In the Thirty Years War had Dulmen 1623 imperial troops to open its doors. The urban-long self-government since 1311 found that its forward end. 1628 were within four weeks two "witches" burned. Cremated in 1629 a fire nearly one third of the city and damaged walls and gates. In the course of a single year 1635 twenty Dulmen joined the military occupation. After a long, hard occupation, the Hessian mercenaries in 1651 finally cleared the place. The consequences of thirty years of war had devastated 1678: 123 buildings, 79 were inhabited by the poor.
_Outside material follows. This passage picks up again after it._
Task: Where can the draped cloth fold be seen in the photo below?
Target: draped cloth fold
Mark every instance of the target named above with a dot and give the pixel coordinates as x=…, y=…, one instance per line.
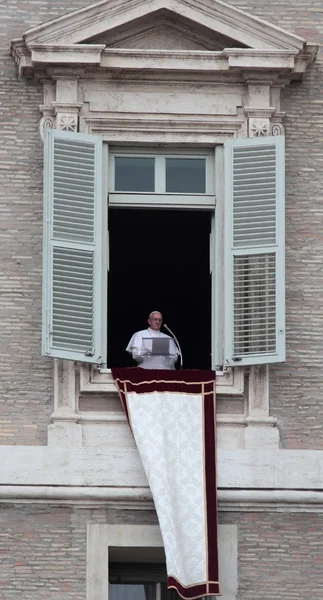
x=172, y=417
Before Lüdinghauser Tor was born in 1679, the Chapel of the Cross as a place of worship for the inhabitants of city and country. A traffic extending over Dülmen mounted post of Munster to Cologne took their 1723 operations. Johann Heinrich Schiicking built in 1752 a grain distillery, which was enlarged in 1828 a steam mill. During the Seven Years War, the French commander ordered to lie down Soubise 1761 much of the city wall.

After the abolition of the bishopric of Münster 1803, the former Office for three years a Dulmen reichsunmittelbare County of Dukes of Pomerania, which originated from the French-Belgian border region. With the integration of the Münsterland in the French Empire 1811, Napoleon dissolved the Abbey chapter at the parish church and the monastery of St. Victor Agnetenberg. As the new ruler, the King of Prussia in 1816 transferred to the District of Coesfeld Dulmen within the province of Westphalia.

After a twelve-year disease died here in the former stigmatized Augustinian nuns nun Anne Catherine Emmerich 1824th As the first "Art Street" was begun by Napoleon Street Wesel-holders Munster, Dulmen-1828 partially completed. With the construction of the Duke-of-lock Croÿschen Aloys Kirschner responsible relocated in 1834 by Havixbeck after Dulmen. The first Factory was built in 1842 during the industrialization Eisenhutte Prince Rudolph. During the March revolution in 1848 led to an outburst of social protest. Day laborers and small tradesmen of the city and surrounding areas vandalized several rooms of the castle. Then they threw merchants and officials in the windows panes, looted their stores of food and alcoholic drinks. The Protestant community, which had built the year before their house of worship, was raised by the consistory and the government 1857 at an independent parish. The new synagogue of the Jewish community since 1863, was also on the Münsterstraße. The construction of the railway line opened up the city of Essen-Münster since 1870 for railway transport between the Ruhr and North Sea. On the road Lüdinghauser Meier Bendix was 1873, a first mechanical weaving mill with 100 chairs in operation. With the opening of the line Dortmund-Gronau in 1875 was Dulmen railway junction. Town council and magistrate transferred the newly established municipal utilities in 1897, the central supply of gas and water. The old "Latin School" or the "church school" of the 19 Century, was built in 1912 a high school.

Dulmen, like Ahlen and other Westphalian towns in the Münster bishopric, had a very limited local coinage in the later 16th and early 17th centuries. Copper coins were issued in 1590, 1609, 1622, and 1625. Dulmen appears to have been somewhat more prolific in output than Ahlen and Haltern, but its coins are still extremely scarce.

KEY IDENTIFICATION NOTES: All its coins have the legend STADT DULMAN or a variety thereof, and the large cross (designated in heraldrly as a "cross bottony").